Síntomas de la leucemia

Los síntomas pueden variar según el tipo y la fase de la enfermedad. Entre los más frecuentes se encuentran:

  • Fatiga persistente, debilidad y dificultad para respirar, relacionadas con la anemia provocada por un descenso de los glóbulos rojos
  • Infecciones frecuentes o recurrentes, debido a la reducción de glóbulos blancos sanos
  • Fiebre y sudores nocturnos
  • Pérdida de peso sin causa aparente
  • Dolor en los huesos o las articulaciones, causado por la acumulación de células leucémicas en la médula ósea.
  • Sangrado de encías o nariz, aparición de petequias y facilidad para sufrir hematomas, asociados a un descenso de las plaquetas
  • Inflamación de los ganglios linfáticos, especialmente en cuello, axilas o ingles
  • Aumento del tamaño del bazo o el hígado, que puede provocar dolor abdominal.

Estos síntomas también pueden aparecer en otras enfermedades, por lo que es necesario consultar con un médico para determinar su causa.

Cuatro tipos de leucemia

La leucemia se clasifica según la velocidad con la que progresa y el tipo de célula sanguínea afectada. Existen cuatro tipos principales:

Leucemia linfoide aguda (LLA): se origina en los linfoblastos, células inmaduras que normalmente dan lugar a los linfocitos. Es el tipo de leucemia más frecuente en niños, aunque también puede aparecer en adultos.

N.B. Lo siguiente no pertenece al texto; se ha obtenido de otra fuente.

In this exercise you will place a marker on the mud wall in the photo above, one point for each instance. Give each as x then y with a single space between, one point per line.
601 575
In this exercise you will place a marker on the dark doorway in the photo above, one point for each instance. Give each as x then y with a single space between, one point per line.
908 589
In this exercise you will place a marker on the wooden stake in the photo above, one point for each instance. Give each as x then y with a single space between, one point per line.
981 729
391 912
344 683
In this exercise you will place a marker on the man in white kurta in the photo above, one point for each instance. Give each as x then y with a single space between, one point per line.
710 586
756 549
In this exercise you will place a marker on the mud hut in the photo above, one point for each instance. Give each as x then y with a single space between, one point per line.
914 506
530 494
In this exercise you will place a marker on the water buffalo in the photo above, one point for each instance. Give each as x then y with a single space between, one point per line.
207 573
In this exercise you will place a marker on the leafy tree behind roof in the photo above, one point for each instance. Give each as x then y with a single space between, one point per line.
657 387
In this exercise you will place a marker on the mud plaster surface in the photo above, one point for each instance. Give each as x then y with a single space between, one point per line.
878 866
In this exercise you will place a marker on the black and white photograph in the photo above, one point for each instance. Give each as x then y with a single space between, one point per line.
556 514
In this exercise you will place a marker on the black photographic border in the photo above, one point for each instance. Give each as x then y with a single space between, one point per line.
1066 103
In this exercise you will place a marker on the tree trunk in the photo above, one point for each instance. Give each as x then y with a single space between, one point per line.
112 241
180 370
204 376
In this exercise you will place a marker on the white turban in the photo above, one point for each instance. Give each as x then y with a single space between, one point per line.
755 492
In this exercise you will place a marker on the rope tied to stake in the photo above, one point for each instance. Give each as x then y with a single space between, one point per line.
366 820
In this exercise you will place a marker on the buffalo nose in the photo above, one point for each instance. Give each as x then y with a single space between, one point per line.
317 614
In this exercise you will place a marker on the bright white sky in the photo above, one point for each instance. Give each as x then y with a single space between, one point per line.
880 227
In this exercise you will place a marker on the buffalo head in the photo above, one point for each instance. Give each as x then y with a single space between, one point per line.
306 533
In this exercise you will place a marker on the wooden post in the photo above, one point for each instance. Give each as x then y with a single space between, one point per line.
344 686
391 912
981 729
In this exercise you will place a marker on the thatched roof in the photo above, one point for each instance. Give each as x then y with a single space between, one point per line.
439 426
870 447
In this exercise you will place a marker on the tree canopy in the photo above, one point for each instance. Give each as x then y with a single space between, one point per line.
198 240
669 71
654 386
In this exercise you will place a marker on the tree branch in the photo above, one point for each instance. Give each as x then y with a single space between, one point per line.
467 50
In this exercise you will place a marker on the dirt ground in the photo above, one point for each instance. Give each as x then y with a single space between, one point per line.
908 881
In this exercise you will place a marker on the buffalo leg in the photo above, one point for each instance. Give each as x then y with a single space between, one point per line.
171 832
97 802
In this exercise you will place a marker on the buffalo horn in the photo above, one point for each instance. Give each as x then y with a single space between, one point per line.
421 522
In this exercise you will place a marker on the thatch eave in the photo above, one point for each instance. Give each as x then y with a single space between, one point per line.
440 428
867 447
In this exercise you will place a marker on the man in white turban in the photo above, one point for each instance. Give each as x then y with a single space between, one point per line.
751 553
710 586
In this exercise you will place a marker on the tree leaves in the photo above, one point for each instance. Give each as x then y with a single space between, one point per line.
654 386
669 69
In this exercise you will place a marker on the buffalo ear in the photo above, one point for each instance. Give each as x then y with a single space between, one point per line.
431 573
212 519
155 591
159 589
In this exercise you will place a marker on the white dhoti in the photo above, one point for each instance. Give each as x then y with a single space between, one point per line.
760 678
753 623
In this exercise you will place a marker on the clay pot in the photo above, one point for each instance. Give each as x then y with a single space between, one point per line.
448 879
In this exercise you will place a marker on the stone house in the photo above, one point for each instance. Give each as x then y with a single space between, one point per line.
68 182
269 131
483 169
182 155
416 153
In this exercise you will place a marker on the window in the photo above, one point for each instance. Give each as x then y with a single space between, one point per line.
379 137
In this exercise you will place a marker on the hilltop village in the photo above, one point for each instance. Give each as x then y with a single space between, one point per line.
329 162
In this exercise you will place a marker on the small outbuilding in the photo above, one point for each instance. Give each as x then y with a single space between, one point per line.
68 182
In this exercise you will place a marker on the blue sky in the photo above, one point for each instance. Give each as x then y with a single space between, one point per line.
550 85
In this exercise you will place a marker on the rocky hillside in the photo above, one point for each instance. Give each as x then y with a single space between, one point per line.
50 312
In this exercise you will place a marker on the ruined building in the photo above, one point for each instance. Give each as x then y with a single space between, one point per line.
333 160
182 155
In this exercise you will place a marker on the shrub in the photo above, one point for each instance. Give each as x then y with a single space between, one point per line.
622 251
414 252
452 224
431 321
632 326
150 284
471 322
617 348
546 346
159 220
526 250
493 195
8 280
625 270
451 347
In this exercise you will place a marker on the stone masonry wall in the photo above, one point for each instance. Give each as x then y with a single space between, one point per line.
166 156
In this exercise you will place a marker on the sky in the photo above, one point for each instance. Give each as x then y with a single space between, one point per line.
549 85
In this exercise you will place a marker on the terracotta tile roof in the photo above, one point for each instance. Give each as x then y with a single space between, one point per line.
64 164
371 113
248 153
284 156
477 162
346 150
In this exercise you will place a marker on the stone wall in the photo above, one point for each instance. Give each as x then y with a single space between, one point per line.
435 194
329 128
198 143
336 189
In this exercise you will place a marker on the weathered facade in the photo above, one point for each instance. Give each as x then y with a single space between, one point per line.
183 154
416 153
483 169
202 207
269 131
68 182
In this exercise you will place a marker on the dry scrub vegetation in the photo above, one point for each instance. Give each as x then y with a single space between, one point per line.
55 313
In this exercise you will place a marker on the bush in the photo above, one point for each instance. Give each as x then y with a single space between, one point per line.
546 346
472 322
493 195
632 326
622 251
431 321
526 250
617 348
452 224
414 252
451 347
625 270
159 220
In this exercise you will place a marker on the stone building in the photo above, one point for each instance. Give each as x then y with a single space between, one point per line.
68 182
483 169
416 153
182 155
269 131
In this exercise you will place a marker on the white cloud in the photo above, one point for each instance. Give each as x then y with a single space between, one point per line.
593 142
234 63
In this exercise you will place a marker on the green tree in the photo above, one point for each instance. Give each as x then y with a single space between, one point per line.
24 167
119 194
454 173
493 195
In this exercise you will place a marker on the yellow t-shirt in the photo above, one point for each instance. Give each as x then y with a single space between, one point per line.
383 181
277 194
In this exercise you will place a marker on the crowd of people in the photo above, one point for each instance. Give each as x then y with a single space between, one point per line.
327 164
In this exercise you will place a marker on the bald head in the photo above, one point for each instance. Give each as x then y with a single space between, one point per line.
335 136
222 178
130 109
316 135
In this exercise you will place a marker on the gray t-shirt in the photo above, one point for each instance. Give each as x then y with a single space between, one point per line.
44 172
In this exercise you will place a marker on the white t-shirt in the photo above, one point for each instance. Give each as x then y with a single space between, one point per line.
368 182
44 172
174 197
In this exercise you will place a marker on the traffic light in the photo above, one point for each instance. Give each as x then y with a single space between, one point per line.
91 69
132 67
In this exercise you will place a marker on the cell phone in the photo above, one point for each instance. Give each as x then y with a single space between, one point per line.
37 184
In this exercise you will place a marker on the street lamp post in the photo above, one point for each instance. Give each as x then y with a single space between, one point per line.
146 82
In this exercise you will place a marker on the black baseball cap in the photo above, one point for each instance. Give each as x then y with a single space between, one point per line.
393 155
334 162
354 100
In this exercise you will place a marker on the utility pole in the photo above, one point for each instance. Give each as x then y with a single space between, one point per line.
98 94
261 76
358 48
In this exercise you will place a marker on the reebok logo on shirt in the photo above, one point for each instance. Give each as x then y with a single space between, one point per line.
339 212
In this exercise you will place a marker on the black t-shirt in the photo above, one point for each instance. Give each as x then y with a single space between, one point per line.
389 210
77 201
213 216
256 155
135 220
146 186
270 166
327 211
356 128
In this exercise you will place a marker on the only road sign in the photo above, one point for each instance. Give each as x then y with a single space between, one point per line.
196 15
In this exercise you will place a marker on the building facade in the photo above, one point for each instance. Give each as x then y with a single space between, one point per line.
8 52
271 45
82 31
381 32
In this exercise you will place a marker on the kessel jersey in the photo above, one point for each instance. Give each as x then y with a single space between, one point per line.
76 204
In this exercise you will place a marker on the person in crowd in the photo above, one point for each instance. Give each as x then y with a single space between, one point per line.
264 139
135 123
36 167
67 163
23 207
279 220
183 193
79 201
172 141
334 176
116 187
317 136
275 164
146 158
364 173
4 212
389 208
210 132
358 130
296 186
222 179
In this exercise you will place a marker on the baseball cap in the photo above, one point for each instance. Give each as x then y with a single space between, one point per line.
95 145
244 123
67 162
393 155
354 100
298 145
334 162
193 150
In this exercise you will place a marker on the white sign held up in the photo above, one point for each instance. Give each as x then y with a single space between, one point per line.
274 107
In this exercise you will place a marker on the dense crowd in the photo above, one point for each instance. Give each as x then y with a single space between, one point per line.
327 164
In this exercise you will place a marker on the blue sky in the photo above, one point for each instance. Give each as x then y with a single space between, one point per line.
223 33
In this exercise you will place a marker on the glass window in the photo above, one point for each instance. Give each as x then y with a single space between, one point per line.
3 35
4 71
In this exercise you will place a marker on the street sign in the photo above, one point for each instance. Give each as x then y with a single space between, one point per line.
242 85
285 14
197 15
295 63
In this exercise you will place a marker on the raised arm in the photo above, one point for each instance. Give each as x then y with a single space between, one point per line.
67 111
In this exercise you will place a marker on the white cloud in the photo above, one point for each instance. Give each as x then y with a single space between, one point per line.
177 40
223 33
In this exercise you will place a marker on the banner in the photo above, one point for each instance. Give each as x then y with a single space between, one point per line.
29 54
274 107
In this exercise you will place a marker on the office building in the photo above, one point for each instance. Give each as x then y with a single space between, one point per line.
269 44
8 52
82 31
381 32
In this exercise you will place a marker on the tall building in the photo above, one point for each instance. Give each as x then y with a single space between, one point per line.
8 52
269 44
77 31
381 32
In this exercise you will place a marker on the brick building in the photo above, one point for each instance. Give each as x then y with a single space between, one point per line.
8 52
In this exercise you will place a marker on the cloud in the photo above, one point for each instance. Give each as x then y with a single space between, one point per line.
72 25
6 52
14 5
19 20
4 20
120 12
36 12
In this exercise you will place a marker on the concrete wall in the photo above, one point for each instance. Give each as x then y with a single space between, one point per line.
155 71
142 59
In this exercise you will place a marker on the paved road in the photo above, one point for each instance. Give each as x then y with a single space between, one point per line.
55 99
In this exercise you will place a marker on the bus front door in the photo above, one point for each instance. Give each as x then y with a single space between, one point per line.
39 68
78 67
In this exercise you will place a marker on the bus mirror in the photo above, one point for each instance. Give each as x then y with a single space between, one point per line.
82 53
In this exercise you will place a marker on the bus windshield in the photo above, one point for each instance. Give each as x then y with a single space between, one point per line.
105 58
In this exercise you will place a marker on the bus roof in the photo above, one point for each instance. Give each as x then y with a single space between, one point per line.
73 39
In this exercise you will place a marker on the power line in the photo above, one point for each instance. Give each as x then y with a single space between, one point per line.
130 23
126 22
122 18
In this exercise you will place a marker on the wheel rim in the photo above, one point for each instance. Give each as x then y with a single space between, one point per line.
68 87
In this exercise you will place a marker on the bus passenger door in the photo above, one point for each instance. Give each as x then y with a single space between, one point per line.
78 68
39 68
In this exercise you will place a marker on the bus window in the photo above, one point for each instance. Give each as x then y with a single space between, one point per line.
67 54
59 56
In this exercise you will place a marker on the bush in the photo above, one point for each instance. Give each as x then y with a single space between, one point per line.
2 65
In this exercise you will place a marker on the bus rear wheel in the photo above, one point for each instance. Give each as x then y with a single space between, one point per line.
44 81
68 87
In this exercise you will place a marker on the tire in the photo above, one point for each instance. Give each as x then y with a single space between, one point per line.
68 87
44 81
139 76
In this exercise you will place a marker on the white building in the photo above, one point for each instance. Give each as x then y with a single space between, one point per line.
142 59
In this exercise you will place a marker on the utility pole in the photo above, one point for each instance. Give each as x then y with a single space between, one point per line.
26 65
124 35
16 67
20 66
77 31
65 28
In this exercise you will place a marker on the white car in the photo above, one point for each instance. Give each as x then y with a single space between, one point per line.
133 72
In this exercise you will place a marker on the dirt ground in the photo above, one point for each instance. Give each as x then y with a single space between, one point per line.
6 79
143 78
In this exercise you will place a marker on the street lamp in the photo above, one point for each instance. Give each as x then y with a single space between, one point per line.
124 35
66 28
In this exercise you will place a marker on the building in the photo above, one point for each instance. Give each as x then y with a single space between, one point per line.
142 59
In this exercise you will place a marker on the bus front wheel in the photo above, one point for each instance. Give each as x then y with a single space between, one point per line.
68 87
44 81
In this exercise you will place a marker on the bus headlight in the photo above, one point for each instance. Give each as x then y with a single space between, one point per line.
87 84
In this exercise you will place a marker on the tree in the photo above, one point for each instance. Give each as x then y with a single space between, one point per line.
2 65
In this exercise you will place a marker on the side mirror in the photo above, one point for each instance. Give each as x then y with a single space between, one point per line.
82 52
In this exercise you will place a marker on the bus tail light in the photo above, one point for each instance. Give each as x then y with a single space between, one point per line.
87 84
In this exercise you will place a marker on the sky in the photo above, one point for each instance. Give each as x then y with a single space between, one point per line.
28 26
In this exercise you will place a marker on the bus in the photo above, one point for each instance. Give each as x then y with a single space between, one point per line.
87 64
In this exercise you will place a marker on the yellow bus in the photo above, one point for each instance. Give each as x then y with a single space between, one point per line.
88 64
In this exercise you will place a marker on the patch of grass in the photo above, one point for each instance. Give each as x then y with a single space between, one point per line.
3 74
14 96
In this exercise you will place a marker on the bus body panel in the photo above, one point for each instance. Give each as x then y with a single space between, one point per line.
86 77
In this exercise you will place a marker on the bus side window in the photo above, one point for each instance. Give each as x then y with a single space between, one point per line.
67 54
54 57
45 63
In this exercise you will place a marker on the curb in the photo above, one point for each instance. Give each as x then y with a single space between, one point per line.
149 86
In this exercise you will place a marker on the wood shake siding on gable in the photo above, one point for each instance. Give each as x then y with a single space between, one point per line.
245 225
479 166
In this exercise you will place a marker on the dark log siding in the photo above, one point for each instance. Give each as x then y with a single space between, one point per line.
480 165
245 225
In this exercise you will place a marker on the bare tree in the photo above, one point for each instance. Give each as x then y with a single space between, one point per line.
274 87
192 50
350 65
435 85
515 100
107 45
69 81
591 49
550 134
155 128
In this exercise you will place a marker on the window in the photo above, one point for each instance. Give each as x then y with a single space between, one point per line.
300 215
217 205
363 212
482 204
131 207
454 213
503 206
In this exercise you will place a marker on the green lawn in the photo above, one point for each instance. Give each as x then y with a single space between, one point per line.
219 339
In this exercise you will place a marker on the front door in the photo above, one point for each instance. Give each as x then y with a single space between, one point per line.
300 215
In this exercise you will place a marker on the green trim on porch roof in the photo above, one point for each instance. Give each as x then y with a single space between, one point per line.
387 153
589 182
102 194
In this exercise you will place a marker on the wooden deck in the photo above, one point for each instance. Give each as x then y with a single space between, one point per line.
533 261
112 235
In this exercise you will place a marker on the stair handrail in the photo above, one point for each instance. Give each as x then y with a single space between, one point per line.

Leucemia mieloide aguda (LMA): comienza en los mieloblastos, células inmaduras que posteriormente dan lugar a distintos tipos de glóbulos blancos. Es más frecuente en adultos que en niños.

Leucemia mieloide crónica (LMC): Se origina en las células madre hematopoyéticas, responsables de generar los diferentes tipos de células sanguíneas. Es más habitual en adultos y puede evolucionar durante años antes de producir síntomas.

Leucemia linfoide crónica (LLC): Afecta a los linfocitos y es el tipo de leucemia más común en adultos, especialmente en personas mayores. Las células leucémicas se multiplican lentamente y pueden no provocar síntomas durante años.

Diagnóstico de la leucemia

El diagnóstico de la leucemia, explican desde la Clínica Universidad de Navarra se realiza a través de diversas pruebas. Tras observar la sintomatología clínica, se realizan análisis de sangre y una punción de médula ósea, donde se estudian las células afectadas.

En algunos casos, se emplean técnicas citoquímicas para diferenciar la leucemia de otras afecciones con síntomas similares. También se utilizan pruebas de imagen, como el escáner, para evaluar la afectación en ganglios linfáticos, hígado y bazo, especialmente en los síndromes linfoproliferativos crónicos.

Tratamientos

En la leucemia linfática, realizar un correcto estadiaje de la enfermedad es fundamental, ya que el tratamiento depende de la fase en la que se encuentre. En los casos de mejor pronóstico, incluso puede optarse por no iniciar tratamiento y mantener una vigilancia médica.

Entre las opciones terapéuticas se encuentran la fludarabina y otros derivados de los análogos de las purinas, que han demostrado buenos resultados. Además, en los últimos años se han incorporado nuevas terapias biológicas, como los anticuerpos monoclonales.